Limiting Red: Smarter Test Builds Through Metrics

15 Aug

The Current State of the Art

In the Ruby world there is a wealth of metrics which can provide insight into our code. Looking at such things as:

When it comes to metrics involving our tests we have:

  • Code coverage (Rcov)
  • Tools to help identify missed edge cases (Heckle).
  • Random Testing tools (RushCheck)

Is that it? I think we can do better than that!

What useful metrics are we missing that our tests could provide and what should we be recording?

Recording Test Builds

Your using a Continuous Integration server right? Running all your tests at every checkin in your source control repository. The CI environment represents our pipeline in which all code needs to flow through. It tends to be the place where all of the tests are run before the code flows into the outside world. Hence this is a perfect environment to start capturing detailed metrics about all of our tests. It’s also not the end of the world if we add a little extra time to the test build in-order to capture these metrics.

Mining Metrics from Test Builds

What interesting things can we discover? Here are some suggestions:

  • Failure rates
    • Areas of your product which are prone to failure/bugs and tests which might be fragile.
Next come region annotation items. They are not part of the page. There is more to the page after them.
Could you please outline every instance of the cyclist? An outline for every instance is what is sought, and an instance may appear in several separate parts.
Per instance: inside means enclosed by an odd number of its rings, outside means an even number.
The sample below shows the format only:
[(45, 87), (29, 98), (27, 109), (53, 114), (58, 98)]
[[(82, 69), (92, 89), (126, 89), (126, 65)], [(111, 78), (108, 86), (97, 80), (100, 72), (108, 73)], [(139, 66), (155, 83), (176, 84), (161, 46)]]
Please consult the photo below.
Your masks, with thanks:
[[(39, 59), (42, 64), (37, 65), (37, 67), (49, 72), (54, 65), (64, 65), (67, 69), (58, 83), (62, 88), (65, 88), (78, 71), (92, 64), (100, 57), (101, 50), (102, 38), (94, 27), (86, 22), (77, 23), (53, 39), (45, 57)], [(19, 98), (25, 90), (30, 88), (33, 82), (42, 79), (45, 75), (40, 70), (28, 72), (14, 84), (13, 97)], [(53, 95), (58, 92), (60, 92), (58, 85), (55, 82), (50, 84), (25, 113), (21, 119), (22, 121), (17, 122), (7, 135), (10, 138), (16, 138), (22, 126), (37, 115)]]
Perhaps highlighting area QA’s should focus extra attention to.
  • Flickering tests
    • If a test keeps failing and passing frequently.
  • Fragile Tests
    • An all or nothing feature where all the tests fail or none fail.
  • Never failing tests
    • Tests which have never failed, do we need to run them all the time, are they now redundant?
  • Average build failures a day
    • How often is the build broken.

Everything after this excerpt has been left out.